Shares of ODP (ODP) surged Wednesday after the Office Depot parent reported better-than-expected first-quarter earnings and unveiled plans to spin off its distribution business into a separate publicly traded company.
The board also approved a new $300 million stock repurchase.
Shares of the Boca Raton, Fla., company at last check rose 8.2% to $45.94.
For the quarter, GAAP net income rose 18% to $53 million, or 95 cents a share, from $45 million, or 84 cents a share, in the year-earlier quarter.
ODP reported adjusted earnings of $68 million, or $1.21 a share, ahead of the FactSet consensus estimate of 72 cents a share.
Revenue came in at $2.36 billion, off 13% from $2.72 billion a year earlier and below the FactSet estimate of $2.41 billion.
The company marked "the continued evolution of our B2B pivot and digital transformation, drove solid quarterly results, and took the next step in unlocking shareholder value," Chief Executive Gerry Smith said in a statement.
Office Depot said it would retain its retail consumer and small-business products and services while separating its Business Solutions Division contract unit and independent regional office-supply distribution operations.
Via the transaction, expected to close in first-half 2022, ODP holders will receive a distribution of shares of the new company as a tax-free dividend, a statement said.
The record date for the distribution hasn't yet been set.
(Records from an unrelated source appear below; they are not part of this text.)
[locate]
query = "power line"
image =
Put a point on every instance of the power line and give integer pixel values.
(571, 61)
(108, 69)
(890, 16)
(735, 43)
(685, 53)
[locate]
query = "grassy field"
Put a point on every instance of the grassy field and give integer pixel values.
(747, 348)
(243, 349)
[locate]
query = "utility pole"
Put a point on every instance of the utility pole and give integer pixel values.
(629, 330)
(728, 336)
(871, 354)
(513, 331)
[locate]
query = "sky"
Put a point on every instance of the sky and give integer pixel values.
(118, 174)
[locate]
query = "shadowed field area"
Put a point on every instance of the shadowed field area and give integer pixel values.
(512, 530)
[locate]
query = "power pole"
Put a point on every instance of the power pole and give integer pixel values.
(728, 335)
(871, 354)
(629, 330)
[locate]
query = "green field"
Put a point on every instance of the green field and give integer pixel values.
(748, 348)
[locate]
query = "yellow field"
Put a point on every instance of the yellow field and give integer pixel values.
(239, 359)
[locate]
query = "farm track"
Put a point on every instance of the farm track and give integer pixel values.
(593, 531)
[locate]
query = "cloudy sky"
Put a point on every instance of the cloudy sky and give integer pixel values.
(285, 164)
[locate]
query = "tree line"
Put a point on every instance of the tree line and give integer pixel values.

The spinoff is subject to conditions including final approval from the board; opinions from ODP's tax counsel and from the Internal Revenue Service that the spinoff is tax-free to holders; registration with the Securities and Exchange Commission, approval of the new company's stock for listing on an exchange, and completion of any necessary financings.
ODP holders will not have to vote on the deal.
When ODP splits in two, "all stakeholders will benefit from the increased strategic focus and flexibility, aligned capital structures and growth profiles, which will enhance our prospects for long-term value creation," Smith added.